What will you get out of me analyzing your data?
My aim is to find patterns of behavior that will be useful to you. What is useful to you? You have to be the judge of that. It is possible that I will not find anything useful, or perhaps any patterns at all; this does not happen very often. Over the last year I have found (what I think are useful) patterns in several hundred datasets, with one dataset that I am still scratching my head over it.
Data analysis is a two-way conversation. I find some patterns, and we chat about them, hopefully you will say one of them is useful, or point me in a related direction, or even a completely new direction; the process is iterative.
The requirement that an anonymized form of the data be made public is likely to significantly reduce the offers I receive.
There is another requirement that I don’t say much about: the data has to be interesting.
What makes software engineering data interesting, or at least interesting to me?
There has to be lots of it. How much is lots?
Well, that depends on the kind of data. Many kinds of measurements of source code are generally available by the truck load. Measurements relating to human involvement in software development are harder to come by, but becoming more common.
If somebody has a few thousand measurements of some development related software activity, I am very interested. However, depending on the topic, I might even be interested in a couple of dozen measurements.

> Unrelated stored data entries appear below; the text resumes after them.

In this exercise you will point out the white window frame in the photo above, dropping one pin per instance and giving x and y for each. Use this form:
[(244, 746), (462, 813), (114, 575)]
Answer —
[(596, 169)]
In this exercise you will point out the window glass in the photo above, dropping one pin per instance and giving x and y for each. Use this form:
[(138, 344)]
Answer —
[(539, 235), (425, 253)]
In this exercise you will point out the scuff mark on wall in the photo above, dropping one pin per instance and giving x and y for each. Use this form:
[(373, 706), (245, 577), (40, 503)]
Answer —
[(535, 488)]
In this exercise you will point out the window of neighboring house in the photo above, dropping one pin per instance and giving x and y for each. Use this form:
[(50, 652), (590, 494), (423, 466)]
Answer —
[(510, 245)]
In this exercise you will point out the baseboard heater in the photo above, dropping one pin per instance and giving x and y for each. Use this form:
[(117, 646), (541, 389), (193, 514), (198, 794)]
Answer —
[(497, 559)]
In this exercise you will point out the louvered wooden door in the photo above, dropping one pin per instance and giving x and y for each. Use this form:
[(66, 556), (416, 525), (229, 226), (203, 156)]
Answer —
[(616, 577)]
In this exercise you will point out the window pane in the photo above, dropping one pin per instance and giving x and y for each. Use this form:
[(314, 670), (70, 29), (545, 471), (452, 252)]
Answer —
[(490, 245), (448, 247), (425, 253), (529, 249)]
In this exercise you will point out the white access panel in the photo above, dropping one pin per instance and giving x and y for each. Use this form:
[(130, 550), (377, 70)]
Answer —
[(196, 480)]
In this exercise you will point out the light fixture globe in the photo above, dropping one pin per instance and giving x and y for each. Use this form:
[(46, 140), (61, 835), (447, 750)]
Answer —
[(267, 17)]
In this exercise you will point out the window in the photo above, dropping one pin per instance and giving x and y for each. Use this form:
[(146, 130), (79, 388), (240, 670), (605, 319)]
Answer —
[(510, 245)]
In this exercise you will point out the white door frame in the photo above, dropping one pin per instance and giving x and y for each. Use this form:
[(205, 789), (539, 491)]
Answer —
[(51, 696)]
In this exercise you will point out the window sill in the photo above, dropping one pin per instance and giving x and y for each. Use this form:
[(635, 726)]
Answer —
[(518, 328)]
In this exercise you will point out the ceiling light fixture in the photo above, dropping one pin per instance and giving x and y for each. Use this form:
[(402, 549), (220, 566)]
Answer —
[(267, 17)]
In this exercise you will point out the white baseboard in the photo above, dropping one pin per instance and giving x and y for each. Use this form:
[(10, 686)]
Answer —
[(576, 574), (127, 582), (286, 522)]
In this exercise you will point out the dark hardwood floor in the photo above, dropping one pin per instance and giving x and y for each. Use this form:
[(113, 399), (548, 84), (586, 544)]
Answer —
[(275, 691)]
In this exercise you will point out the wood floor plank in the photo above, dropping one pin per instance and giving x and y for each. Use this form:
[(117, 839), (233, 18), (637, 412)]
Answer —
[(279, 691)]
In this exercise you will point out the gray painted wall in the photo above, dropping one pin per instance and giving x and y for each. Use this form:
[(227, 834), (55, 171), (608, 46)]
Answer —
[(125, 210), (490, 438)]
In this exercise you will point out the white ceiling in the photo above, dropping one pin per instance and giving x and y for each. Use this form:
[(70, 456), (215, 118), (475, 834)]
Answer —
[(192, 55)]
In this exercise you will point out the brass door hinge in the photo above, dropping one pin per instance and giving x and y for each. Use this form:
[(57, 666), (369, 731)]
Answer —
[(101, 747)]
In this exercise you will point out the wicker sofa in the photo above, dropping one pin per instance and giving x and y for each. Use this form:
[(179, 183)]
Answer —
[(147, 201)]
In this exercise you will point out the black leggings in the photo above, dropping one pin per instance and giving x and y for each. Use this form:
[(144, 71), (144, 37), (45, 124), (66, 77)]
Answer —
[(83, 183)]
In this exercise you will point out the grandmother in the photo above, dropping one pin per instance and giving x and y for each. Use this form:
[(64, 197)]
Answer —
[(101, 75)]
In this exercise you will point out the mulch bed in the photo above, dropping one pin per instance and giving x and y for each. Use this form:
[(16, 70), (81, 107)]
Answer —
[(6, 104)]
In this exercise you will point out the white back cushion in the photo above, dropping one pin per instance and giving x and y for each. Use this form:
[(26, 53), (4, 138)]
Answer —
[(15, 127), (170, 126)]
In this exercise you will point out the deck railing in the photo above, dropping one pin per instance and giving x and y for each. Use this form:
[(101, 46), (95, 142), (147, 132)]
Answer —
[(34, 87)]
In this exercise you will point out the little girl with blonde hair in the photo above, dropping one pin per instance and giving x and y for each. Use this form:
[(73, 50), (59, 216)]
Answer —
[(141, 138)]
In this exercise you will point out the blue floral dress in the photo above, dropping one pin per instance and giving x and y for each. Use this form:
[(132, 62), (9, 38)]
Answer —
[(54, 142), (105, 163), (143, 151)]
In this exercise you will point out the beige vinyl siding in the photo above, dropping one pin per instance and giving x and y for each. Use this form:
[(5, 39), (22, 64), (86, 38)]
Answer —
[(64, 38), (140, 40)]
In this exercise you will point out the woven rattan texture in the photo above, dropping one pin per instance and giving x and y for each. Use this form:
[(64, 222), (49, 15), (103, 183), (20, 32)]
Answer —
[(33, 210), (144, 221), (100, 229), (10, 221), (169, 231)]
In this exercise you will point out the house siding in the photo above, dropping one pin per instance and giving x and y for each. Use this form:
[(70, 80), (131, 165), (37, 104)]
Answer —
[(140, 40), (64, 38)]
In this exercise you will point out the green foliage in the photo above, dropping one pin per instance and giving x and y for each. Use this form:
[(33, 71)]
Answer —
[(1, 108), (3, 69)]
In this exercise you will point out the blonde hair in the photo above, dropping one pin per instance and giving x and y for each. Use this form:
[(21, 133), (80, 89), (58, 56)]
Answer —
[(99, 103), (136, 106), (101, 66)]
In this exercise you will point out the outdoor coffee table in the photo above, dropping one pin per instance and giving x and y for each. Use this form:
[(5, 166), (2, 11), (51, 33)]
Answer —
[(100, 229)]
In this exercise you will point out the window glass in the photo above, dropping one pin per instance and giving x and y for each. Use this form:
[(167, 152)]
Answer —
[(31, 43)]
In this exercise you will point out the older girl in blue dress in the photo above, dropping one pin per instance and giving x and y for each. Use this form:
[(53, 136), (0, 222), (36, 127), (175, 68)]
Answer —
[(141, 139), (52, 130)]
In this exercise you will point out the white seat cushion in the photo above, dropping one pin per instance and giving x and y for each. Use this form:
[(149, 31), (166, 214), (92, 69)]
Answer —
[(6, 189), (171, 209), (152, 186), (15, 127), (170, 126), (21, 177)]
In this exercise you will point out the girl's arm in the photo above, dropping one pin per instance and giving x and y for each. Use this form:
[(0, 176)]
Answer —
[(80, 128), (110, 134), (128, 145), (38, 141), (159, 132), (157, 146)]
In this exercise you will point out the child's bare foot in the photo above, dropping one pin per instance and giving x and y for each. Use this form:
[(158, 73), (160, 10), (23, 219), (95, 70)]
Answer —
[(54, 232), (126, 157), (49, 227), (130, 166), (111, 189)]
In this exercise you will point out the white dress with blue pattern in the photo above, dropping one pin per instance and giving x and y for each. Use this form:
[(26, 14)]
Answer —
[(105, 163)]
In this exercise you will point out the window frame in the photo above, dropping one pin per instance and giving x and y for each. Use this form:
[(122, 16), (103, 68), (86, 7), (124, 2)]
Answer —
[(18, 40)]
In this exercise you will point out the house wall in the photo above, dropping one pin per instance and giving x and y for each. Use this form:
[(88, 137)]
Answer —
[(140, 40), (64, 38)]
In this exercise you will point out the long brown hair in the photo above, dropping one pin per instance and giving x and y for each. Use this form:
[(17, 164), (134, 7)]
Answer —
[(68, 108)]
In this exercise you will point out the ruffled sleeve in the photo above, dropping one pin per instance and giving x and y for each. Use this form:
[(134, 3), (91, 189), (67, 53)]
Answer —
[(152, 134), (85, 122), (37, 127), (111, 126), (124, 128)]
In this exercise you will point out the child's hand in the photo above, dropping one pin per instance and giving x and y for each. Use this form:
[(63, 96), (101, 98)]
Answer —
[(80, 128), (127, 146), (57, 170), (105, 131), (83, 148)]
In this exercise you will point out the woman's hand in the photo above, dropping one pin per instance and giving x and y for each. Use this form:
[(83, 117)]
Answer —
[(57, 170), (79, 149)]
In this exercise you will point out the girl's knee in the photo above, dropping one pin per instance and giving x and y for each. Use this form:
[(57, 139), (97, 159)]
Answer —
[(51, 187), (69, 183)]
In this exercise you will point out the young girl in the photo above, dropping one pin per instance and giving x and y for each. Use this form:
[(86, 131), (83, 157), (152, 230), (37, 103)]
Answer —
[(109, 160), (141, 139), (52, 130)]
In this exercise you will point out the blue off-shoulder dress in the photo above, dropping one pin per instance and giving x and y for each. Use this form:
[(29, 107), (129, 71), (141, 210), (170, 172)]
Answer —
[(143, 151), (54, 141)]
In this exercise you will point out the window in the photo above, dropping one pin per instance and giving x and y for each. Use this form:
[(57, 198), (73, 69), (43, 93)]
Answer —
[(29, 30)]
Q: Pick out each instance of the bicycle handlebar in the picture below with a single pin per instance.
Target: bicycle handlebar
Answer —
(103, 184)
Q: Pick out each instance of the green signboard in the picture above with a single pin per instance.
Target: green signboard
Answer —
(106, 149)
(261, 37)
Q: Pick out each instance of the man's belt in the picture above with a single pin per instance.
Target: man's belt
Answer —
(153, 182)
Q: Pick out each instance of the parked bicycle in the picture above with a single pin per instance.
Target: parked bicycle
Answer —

Some measurements are very rare, and I would settle for as few as two measurements. For instance, multiple implementations of the same set of requirements provides information on system development variability; I was interested in five measurements of the lines of source in five distinct Pascal compilers for the same machine.
Effort estimation data used to be rare; published papers sometimes used to include a table containing the estimate/actual data, which was once gold-dust. These days I would probably only be interested if there were a few hundred estimates, but it would depend on what was being estimated.
If you have some software engineering data that you think I might be interested in, please email to tell me something about the data (and perhaps what you would like to know about it). I’m always open to a chat.
If we both agree that it’s worth looking at your data (I will ask you to confirm that you have the rights to make it public), then you send me the data and off we go.